Issue: CAPTA Reauthorization
The Child Abuse Prevention and Treatment Act (CAPTA) is a source of funding for certain court programs and is the primary source of prevention funds for child welfare agencies. The eligibility requirements for states to access these funds have been used to dictate state policy and procedure.
No current position, but state court leaders supported reauthorization the last time the Act was reauthorized
The authorization for the Child Abuse Prevention and Treatment Act (CAPTA) expired 9/30/08. The 111th Congress will be considering CAPTA reauthorization in 2009.
CAPTA provides discretionary grant funds to public agencies and non-profit providers and formula grants to states for child abuse prevention and treatment programs. The range of projects that can be funded under CAPTA is quite broad. For example, the discretionary funding can be used for developing kinship care programs, visitation centers for court-ordered supervised visitation between abused children and their parents, visitation centers for the safe exchange of children for visits with non-custodial parents in domestic violence cases, and collaborative efforts to identify cases needing intensive supervision. CAPTA also provides competitive grants to states for programs relating to the investigation and prosecution of child abuse and neglect cases.
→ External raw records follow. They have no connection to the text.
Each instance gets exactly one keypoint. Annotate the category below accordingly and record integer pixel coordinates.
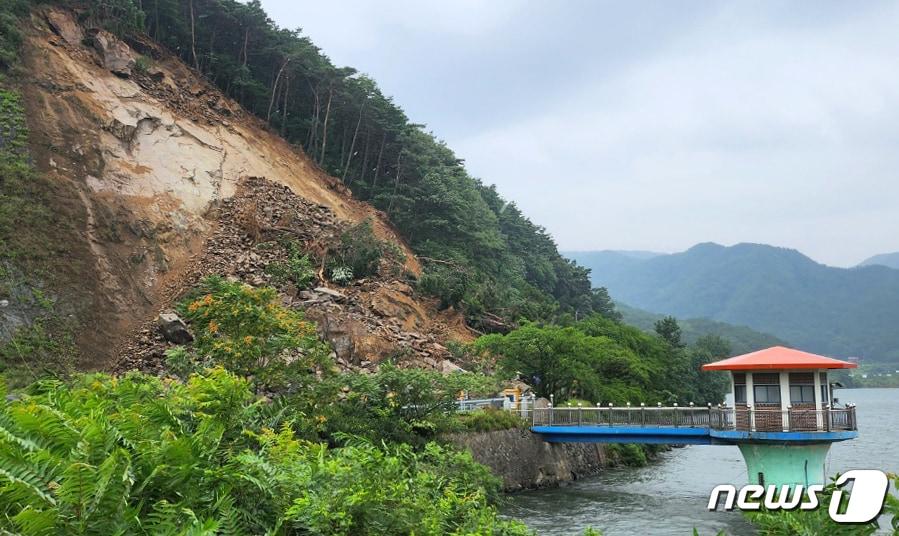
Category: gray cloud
(651, 125)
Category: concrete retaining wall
(524, 461)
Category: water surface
(669, 496)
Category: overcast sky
(651, 125)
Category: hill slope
(843, 312)
(742, 339)
(890, 260)
(135, 171)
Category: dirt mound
(147, 164)
(365, 322)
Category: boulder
(65, 26)
(114, 53)
(332, 294)
(173, 329)
(448, 367)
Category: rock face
(524, 461)
(173, 329)
(65, 26)
(365, 322)
(115, 54)
(141, 165)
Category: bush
(490, 420)
(296, 269)
(342, 275)
(362, 252)
(142, 64)
(450, 284)
(140, 455)
(393, 404)
(248, 331)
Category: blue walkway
(679, 436)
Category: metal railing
(643, 416)
(465, 406)
(787, 420)
(714, 417)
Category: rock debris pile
(367, 321)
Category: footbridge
(784, 417)
(690, 425)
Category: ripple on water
(670, 495)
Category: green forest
(253, 429)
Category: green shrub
(142, 64)
(393, 404)
(247, 330)
(296, 269)
(490, 420)
(43, 348)
(450, 284)
(140, 455)
(342, 275)
(362, 252)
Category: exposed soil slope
(145, 160)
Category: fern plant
(144, 455)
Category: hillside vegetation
(741, 339)
(836, 311)
(890, 260)
(478, 249)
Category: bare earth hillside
(146, 159)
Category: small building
(784, 418)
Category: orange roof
(778, 357)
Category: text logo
(869, 490)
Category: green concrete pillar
(785, 464)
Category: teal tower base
(785, 464)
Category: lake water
(669, 496)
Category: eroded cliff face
(141, 157)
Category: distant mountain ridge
(836, 311)
(890, 260)
(742, 339)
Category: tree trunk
(243, 52)
(374, 182)
(193, 37)
(364, 158)
(271, 104)
(312, 142)
(349, 158)
(396, 181)
(321, 157)
(284, 112)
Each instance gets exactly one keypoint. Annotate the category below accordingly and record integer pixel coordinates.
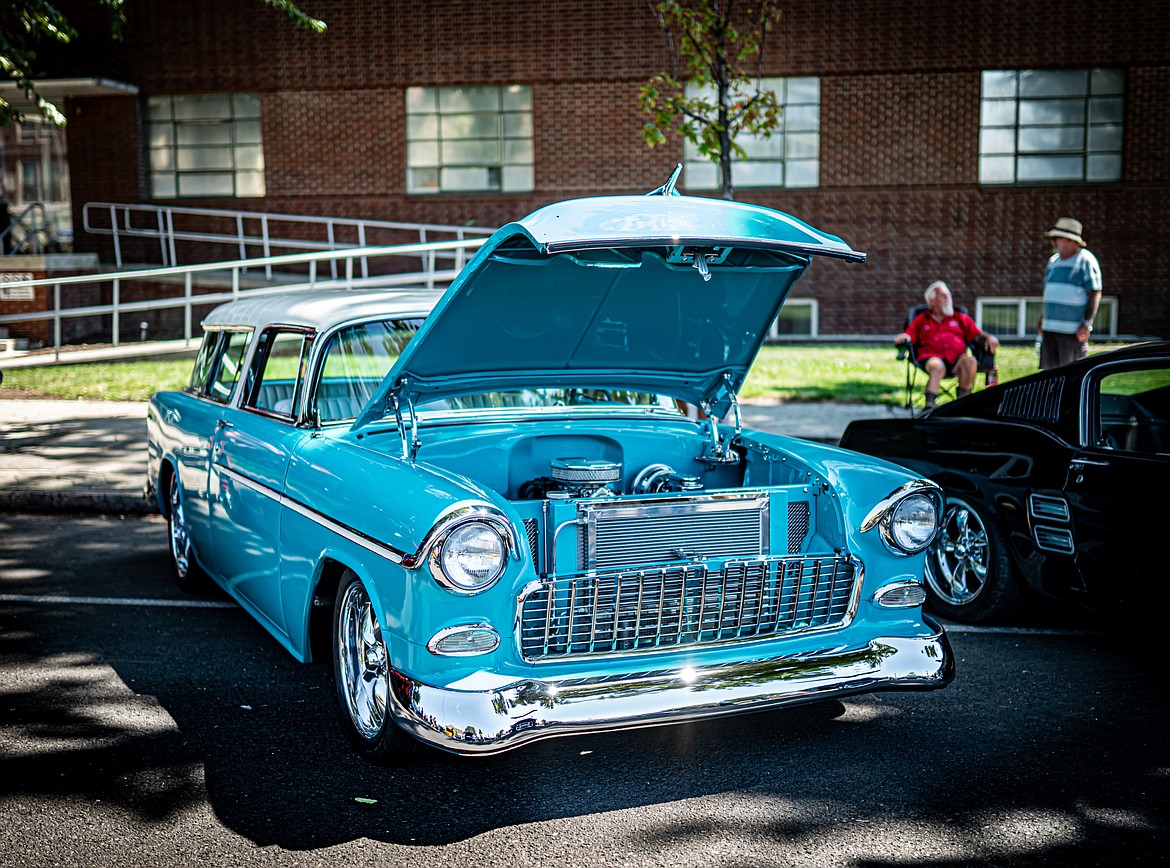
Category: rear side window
(204, 362)
(280, 365)
(227, 369)
(1134, 411)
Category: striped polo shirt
(1067, 284)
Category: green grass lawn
(855, 374)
In 2008, the National Child Abuse Coalition submitted recommendations to Congress regarding revisions to the CAPTA. Most of their recommendations were non-controversial and would not impact state courts. However, one recommendation was to add a requirement on states to appoint an attorney representing each foster child’s legal interests, in addition to the existing requirement that a guardian ad litem be appointed for each foster child to represent the child’s best interests.
COSCA members were surveyed to determine current state practice related to representation of children. The survey results indicate that the appointment of a second attorney for foster children will have a significant financial impact on the states. Concern about the financial impact on states was conveyed to the National Child Abuse Coalition and Senate Health, Education, Labor, and Pensions (HELP) Committee staff.
The Senate HELP Committee staff circulated draft reauthorization language in early June 2009. The draft did not include the provision mandating appointment of a second person to provide legal representation. A letter was submitted to HELP Committee leadership on behalf of CCJ/COSCA. APHSA and NCSL also have a concern regarding a new unfunded mandate.
The legislation is on hold until health care reform legislation is resolved. The House is expected to defer action until after legislation is filed in the Senate.